On Jun 2, 2007, at 4:09 PM, Kyle R. Mcallister wrote:


William Beaty wrote:
But... there would be no ion flows near the rotor if the pingpong balls were truely insulating. A cloud of opposite ions would just gather around the pingpong balls, then all air flows (ion flows) would stop. So I bet
the pingpong balls are terrible insulators, and electrons are going
through them fast enough to give ion currents and air flows.

Re-reading Miklos' page and his posts to Newelectrogravity supports this...he says that the device works better if the feed wire to the pingpong balls has a section of "bad" insulation. Look at the first image on:

http://www.fw.hu/bmiklos2000/unipolar.htm

I'd bet that is why it works better with "bad" insulation there instead of "good". More ion current, more air flow.

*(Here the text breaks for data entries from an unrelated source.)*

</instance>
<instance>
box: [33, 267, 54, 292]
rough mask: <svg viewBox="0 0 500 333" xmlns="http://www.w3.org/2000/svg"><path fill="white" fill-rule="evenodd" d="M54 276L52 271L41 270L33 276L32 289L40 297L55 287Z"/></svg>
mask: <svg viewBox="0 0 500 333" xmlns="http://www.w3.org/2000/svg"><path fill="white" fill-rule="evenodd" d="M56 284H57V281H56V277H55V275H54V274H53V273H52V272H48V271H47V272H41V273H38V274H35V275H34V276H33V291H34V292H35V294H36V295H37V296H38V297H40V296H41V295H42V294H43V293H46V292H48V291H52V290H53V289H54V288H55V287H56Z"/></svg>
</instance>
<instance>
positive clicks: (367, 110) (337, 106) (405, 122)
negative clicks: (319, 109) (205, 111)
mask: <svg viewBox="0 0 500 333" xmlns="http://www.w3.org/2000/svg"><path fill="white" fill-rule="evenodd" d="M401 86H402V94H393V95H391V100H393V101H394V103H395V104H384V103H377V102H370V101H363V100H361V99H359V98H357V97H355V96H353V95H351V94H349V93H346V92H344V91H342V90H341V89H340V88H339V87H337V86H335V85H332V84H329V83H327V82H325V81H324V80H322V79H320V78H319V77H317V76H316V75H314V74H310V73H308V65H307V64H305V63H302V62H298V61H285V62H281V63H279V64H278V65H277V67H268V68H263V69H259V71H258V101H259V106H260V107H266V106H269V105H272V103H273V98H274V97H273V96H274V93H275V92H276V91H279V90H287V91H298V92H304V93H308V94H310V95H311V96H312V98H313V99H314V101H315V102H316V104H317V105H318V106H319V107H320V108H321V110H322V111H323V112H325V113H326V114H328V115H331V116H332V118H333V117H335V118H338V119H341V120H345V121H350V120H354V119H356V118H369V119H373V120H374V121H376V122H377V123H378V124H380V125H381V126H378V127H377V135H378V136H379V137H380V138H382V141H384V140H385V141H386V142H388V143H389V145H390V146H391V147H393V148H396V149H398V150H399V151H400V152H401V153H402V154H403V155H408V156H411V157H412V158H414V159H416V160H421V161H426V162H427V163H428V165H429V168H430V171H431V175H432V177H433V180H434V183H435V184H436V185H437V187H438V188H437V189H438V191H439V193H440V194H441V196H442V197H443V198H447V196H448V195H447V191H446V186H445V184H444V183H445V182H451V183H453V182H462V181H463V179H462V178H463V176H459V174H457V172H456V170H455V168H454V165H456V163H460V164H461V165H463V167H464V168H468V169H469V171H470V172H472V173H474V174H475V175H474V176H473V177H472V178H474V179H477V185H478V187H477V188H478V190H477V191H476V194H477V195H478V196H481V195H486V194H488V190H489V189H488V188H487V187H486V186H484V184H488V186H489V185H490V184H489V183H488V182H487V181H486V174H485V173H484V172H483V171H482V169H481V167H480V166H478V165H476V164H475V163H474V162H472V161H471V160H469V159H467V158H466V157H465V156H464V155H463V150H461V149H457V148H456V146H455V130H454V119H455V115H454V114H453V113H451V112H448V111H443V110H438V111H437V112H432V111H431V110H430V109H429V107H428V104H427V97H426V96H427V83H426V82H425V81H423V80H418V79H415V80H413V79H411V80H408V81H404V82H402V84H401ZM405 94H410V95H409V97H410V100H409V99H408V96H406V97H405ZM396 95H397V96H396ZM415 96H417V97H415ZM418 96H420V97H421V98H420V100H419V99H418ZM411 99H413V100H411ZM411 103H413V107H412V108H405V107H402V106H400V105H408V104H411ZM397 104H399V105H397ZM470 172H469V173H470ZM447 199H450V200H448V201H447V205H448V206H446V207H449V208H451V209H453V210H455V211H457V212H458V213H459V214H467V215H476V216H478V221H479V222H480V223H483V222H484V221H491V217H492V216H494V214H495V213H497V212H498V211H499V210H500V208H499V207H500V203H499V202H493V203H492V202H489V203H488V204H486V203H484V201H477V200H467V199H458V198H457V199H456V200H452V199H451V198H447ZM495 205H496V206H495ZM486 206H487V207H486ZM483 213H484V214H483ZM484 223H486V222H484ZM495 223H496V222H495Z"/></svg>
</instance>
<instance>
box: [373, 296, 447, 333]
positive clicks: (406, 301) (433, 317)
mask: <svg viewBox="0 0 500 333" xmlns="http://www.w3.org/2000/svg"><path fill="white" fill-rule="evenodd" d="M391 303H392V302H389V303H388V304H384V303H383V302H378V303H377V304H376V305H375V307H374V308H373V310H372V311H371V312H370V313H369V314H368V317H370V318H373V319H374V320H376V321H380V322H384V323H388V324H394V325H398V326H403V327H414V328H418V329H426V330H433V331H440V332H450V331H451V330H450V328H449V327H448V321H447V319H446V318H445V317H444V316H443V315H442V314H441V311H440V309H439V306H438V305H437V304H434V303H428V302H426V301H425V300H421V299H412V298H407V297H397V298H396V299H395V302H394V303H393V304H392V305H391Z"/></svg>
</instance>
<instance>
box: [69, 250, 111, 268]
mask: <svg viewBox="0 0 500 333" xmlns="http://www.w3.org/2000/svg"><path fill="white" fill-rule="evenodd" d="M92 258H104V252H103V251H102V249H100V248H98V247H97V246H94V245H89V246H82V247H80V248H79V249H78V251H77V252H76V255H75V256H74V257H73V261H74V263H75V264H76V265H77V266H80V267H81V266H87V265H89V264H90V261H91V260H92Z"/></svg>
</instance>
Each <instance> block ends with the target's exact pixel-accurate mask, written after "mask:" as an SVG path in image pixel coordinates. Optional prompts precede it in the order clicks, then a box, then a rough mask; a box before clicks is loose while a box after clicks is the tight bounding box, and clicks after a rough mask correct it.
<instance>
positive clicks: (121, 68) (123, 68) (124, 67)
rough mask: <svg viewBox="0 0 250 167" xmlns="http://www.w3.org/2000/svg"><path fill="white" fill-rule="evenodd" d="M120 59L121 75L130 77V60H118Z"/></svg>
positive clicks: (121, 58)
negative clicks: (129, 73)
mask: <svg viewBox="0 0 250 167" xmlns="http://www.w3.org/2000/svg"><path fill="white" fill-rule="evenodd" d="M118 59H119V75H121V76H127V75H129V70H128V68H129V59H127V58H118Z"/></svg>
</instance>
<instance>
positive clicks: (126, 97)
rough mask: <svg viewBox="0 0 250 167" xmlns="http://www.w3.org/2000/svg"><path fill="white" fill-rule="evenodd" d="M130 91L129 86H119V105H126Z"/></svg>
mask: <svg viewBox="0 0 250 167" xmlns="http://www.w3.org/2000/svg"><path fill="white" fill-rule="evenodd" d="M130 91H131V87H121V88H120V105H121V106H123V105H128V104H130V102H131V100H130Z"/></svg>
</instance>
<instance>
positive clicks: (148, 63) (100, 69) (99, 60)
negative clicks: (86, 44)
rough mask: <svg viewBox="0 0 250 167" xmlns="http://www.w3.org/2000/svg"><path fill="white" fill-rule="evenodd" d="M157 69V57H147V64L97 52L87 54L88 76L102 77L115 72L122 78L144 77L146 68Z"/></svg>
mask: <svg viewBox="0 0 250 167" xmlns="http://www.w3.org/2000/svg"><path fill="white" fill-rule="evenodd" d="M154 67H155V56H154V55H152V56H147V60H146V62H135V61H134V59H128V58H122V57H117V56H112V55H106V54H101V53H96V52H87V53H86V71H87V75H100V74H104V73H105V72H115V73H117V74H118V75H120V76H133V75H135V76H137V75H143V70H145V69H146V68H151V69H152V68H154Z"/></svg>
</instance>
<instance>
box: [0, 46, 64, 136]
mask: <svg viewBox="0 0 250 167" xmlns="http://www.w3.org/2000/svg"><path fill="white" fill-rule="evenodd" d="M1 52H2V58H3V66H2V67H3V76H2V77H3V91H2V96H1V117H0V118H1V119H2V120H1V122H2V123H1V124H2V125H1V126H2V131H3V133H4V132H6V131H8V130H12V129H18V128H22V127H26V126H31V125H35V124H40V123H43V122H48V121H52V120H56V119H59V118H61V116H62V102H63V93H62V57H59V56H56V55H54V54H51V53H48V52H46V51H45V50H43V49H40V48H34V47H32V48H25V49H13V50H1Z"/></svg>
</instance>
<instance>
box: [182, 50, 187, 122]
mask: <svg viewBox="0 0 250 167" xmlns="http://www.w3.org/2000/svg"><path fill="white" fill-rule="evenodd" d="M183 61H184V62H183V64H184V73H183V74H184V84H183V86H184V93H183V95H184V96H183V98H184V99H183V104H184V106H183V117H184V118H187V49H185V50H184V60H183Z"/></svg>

Interesting! Like Bill says, perfectly insulated balls should clog up with charge, though even just a microamp conduction through the ball should still allow significant attraction of the radial flow ions toward the balls. It is also notable that an airflow around the balls will tend to discharge the balls on average because pulsed DC is being used.

One effect of reduced insulation of the rotor wires will be to increase the radial wind from the stator wires, making them more effective at producing radial ion wind current, and thus improving motor performance. However, increased radial air flow *behind the ball*, where the wire is, produces reduced air pressure on the back of the ball, and thus reduces the forward thrust. Interesting.

I don't think that a rotor with just plain straight spokes, no wire bends, no ping pong balls, ends insulated, will rotate in the same direction as with the ping pong balls, or at all for that matter, unless the stator electrodes are on a bias. They should be symmetric and thus produce no torque in either direction, so the wire bends must be important. (Hmmmm... maybe would rotate after a push or initial motion prior to power?) The big surface of the ping pong balls should be important too, and if so there has to be a net charge difference sustained between the ball surface and the radial ion stream. It doesn't appear to me there would be much thrust with just the bent wire armature, insulated small tip, with no ping pong ball - though experiment will tell for sure.

I should also note that the current bends produce a magnetic self- force, but that force is very small due to small current, and in the direction the rotor rotates when it is just an ordinary ion wind pinwheel, i.e. with no ping pong balls.